7.        Am 14. April 2021 beantragte DCS beim Skatterättsnämnd (Steuerrechtsausschuss, Schweden) einen Vorbescheid. Am 8. April 2022 erließ diese Regierungsbehörde einen solchen Vorbescheid, in dem sie die Lieferungen von DCS als komplexe Umsätze beurteilte, die hauptsächlich durch die Lieferung von Elektrizität an die Nutzer charakterisiert würden, wobei Schweden als Ort der Lieferungen anzunehmen sei.

8.        Das Skatteverk brachte beim Högsta förvaltningsdomstol (Oberstes Verwaltungsgericht), dem vorlegenden Gericht, eine Klage ein, mit der es die Bestätigung dieses Vorbescheids begehrte. DCS wandte sich mit einem Begehren auf Änderung des Vorbescheids an dieses Gericht. Vor dem nationalen Gericht machte die Gesellschaft geltend, dass zwei getrennte Leistungen vorlägen, die Lieferung von Elektrizität und die Erbringung einer Dienstleistung (die Erleichterung des Zugangs zu einem Netzwerk von Ladepunkten) und dass folglich nur der Teil der Leistungen, der die Lieferung von Elektrizität betreffe, in Schweden zu besteuern sei.

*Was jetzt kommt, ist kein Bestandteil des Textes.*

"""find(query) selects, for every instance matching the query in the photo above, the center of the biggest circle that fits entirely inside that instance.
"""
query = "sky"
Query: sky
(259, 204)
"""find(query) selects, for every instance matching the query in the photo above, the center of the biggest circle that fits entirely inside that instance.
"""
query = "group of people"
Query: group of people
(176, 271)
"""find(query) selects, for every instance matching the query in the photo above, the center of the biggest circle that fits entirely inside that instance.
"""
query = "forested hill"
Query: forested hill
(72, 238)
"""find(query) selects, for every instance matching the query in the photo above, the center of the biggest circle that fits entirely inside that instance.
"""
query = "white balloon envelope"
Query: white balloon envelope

9.        Wie aus dem Vorabentscheidungsersuchen hervorgeht, ist der Skatterättsnämd geteilter Ansicht. Auf der einen Seite ist die Mehrheit der Mitglieder der Auffassung, dass die Ladepunktbetreiber DCS Elektrizität liefern würden, die diese wiederum den Nutzern liefere. Es handele sich also um eine Kette von Vorgängen, bei denen die Ladepunktbetreiber keine Vertragsverpflichtungen gegenüber jenen Nutzern hätten.

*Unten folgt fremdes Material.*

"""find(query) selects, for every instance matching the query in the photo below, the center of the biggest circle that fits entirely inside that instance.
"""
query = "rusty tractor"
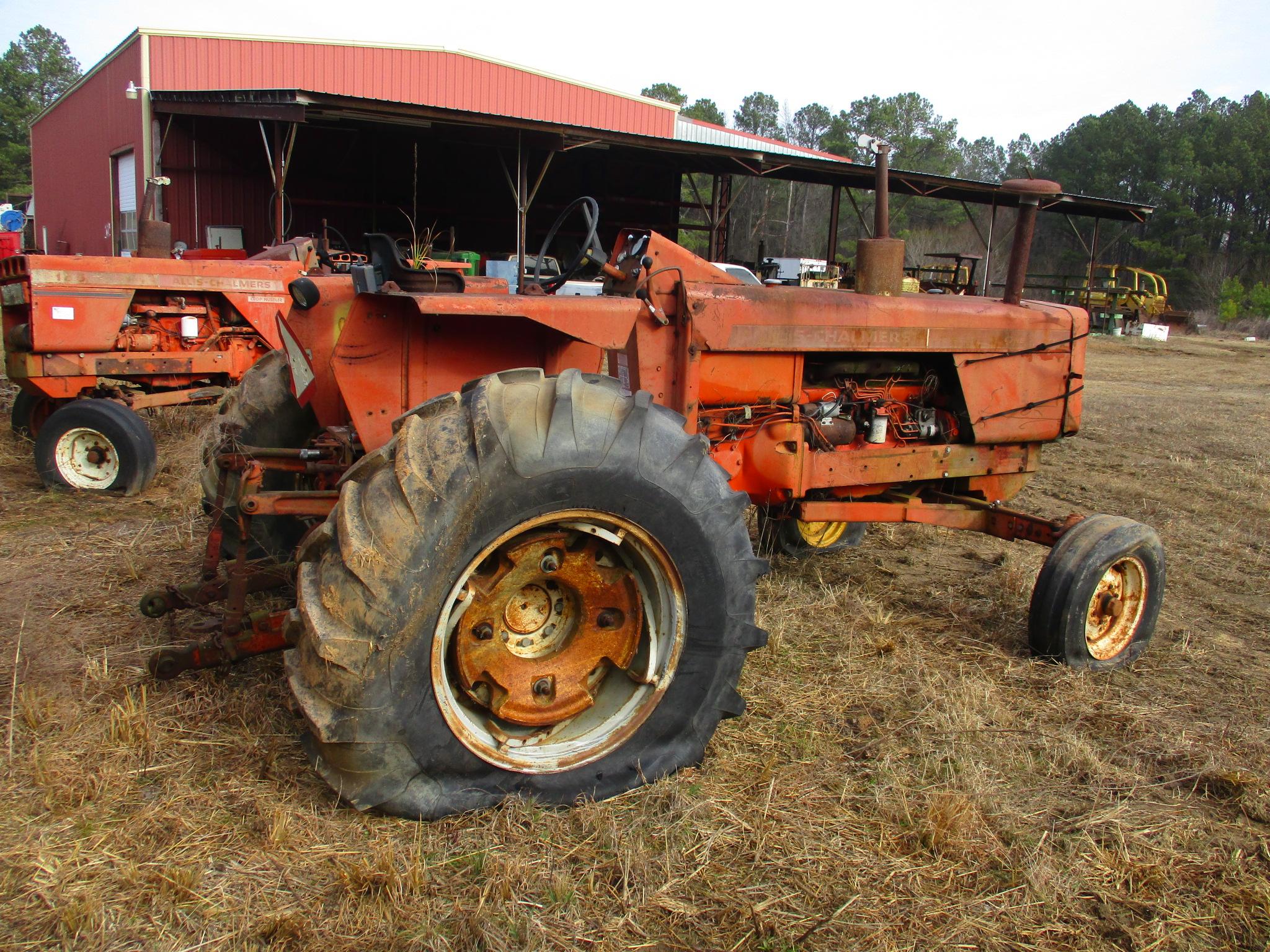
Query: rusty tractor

10.      Auf der anderen Seite vertritt innerhalb des Skatterättsnämd eine Minderheit die Ansicht, dass DCS den Nutzern einen Dienst zur Verfügung stelle, der insbesondere in der Bereitstellung eines Netzwerks von Ladepunkten und der nachfolgenden Rechnungstellung bestehe, woraus sich schließen lasse, dass den Letzteren in gewisser Weise Kredit für den Kauf von Elektrizität gewährt werde.(4) Dieser Ansatz trägt insbesondere der Tatsache Rechnung, dass die Nutzer aus Bedingungen wie der Qualität, der Menge, dem Zeitpunkt des Kaufs und der Art der Verwendung der Elektrizität frei wählen können.

11.      Der Högsta förvaltningsdomstol hat deshalb beschlossen, das Verfahren auszusetzen und dem Gerichtshof folgende Fragen zur Vorabentscheidung vorzulegen:

1.      Stellt eine Leistung an den Nutzer eines Elektrofahrzeugs, die im Aufladen des Fahrzeugs an einem Ladepunkt besteht, eine Lieferung eines Gegenstands nach Art. 14 Abs. 1 und Art. 15 Abs. 1 der Mehrwertsteuerrichtlinie dar?

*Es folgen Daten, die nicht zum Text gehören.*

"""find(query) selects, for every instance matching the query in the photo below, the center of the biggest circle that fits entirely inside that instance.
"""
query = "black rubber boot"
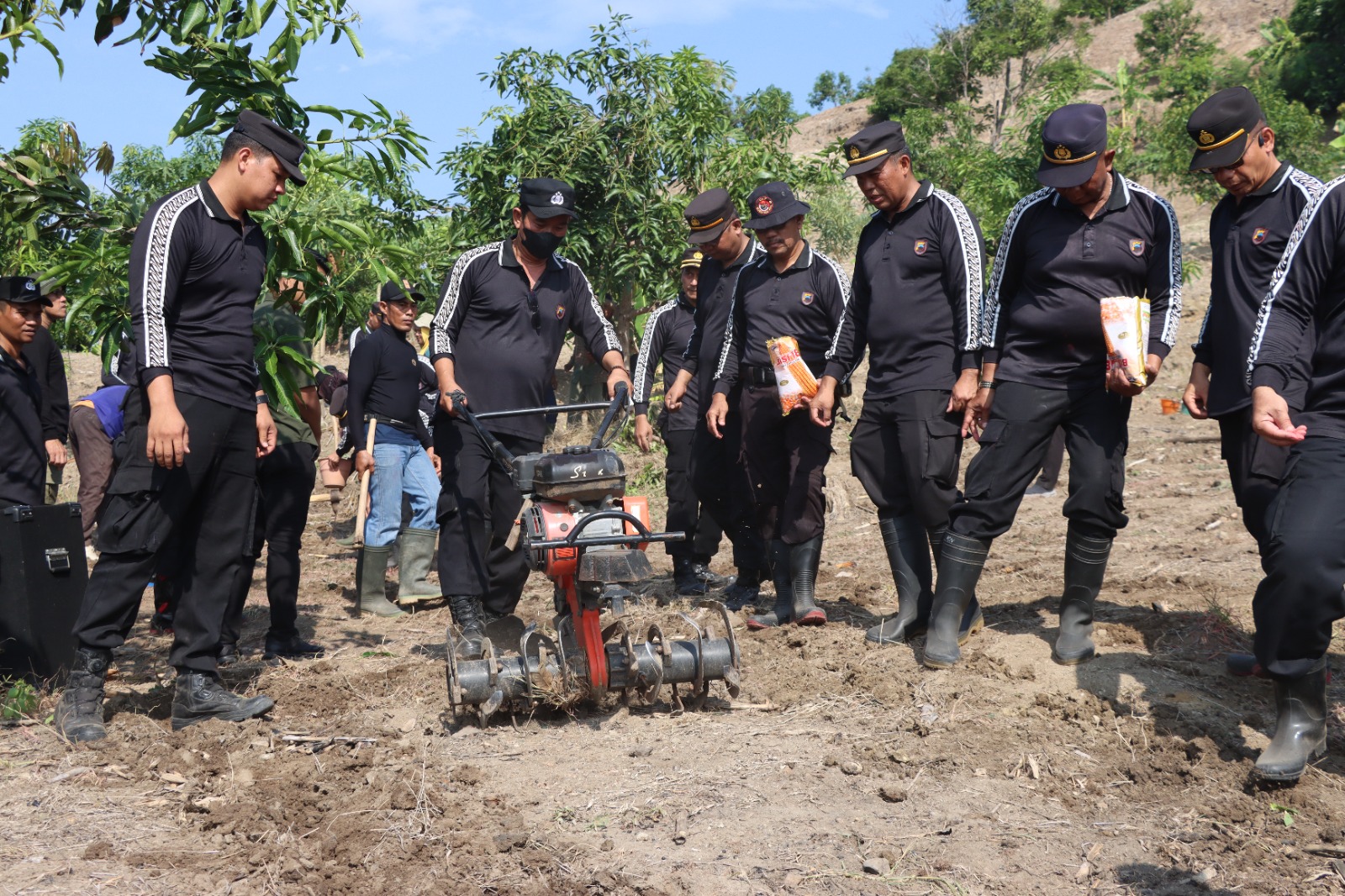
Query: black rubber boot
(783, 609)
(201, 696)
(1300, 728)
(804, 577)
(370, 575)
(746, 588)
(417, 551)
(1086, 566)
(961, 561)
(80, 712)
(908, 557)
(471, 623)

2.      Falls die erste Frage bejaht wird, ist dann eine solche Lieferung in allen Abschnitten der Umsatzkette, in die ein zwischengeschaltetes Unternehmen eingebunden ist, als gegeben anzunehmen, wenn die Umsatzkette in jedem Abschnitt mit einem Vertrag einhergeht, aber nur der Nutzer des Fahrzeugs über Umstände wie die Menge, den Zeitpunkt und den Ort der Aufladung sowie die Art der Verwendung der Elektrizität entscheiden kann?

12.      DCS, Skatteverket, die ungarische Regierung und die Europäische Kommission haben dem Gerichtshof schriftliche Erklärungen vorgelegt.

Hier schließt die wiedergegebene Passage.